A dog with a liver shunt should be fed only excellent quality protein – human-grade meat. Feeding a smaller amount of human-grade, clean, preferably organic and raw meat is the best way to maintain the foundational health of a dog with a liver shunt.
My frustration with many of the commercially available diets for dogs with liver conditions is that while they do contain a lower percentage of protein, the quality of that protein is terrible. It is from rendered meat, not human grade. It is difficult for your dog to digest and has minimal bioavailability because it is of such poor quality.

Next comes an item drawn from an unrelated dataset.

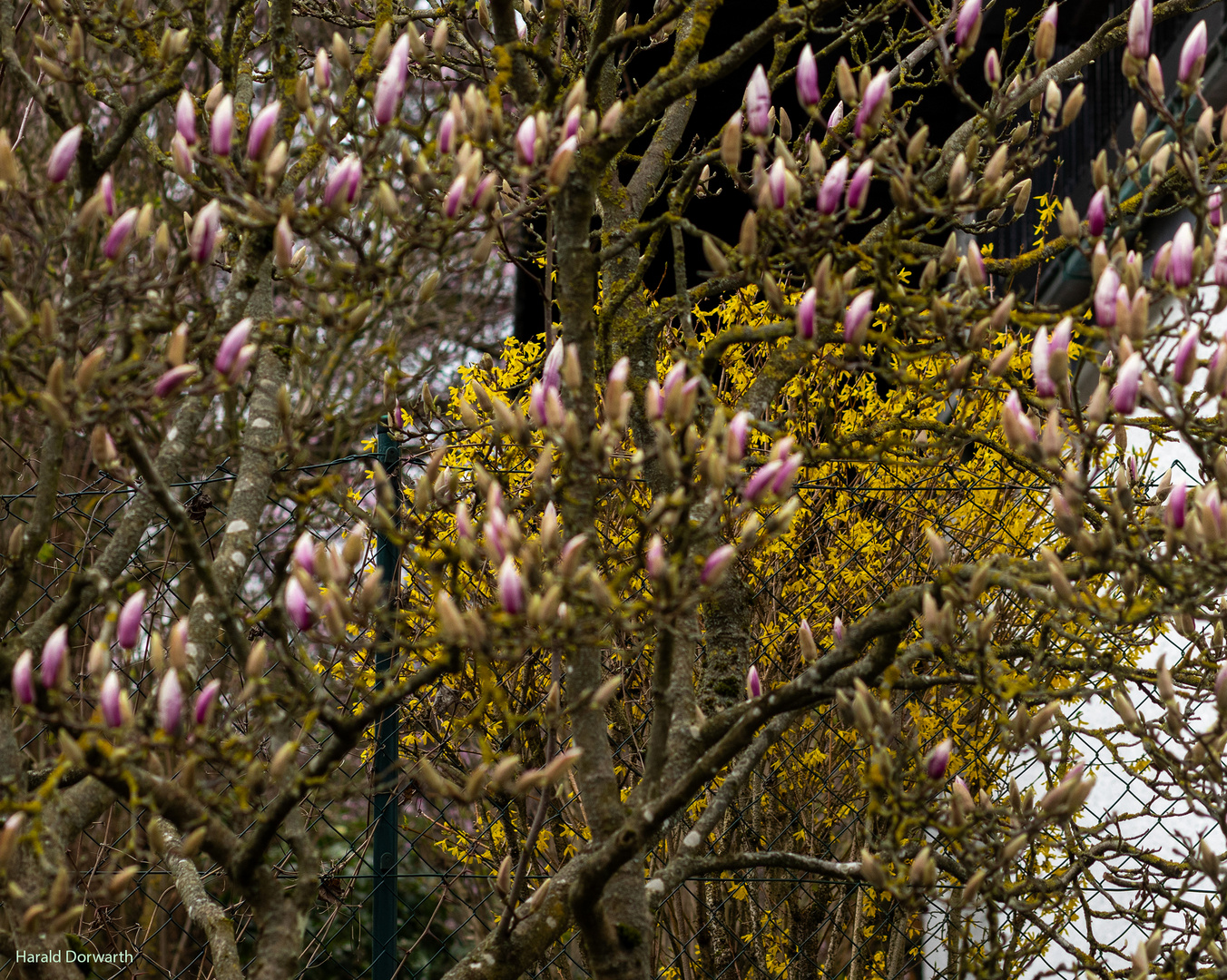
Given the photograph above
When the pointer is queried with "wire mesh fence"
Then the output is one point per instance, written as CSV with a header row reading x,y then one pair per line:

I recommend you feed a dog with hepatic impairment a homemade diet. You should partner with a pet nutritionist in this effort, because it’s important to meet all your pet’s nutritional requirements for vitamins, minerals, antioxidants and fatty acids. Diets designed for liver patients should have a reduced amount of both protein and minerals. A reduction in minerals will reduce kidney stress and the risk of bladder stones, a common condition in dogs with liver shunts.
Together with a holistic vet and a pet nutritionist, you can create a plan for proper supplementation and a balanced, lower-protein, homemade diet that can help your dog live a long, wonderful life despite her liver abnormality.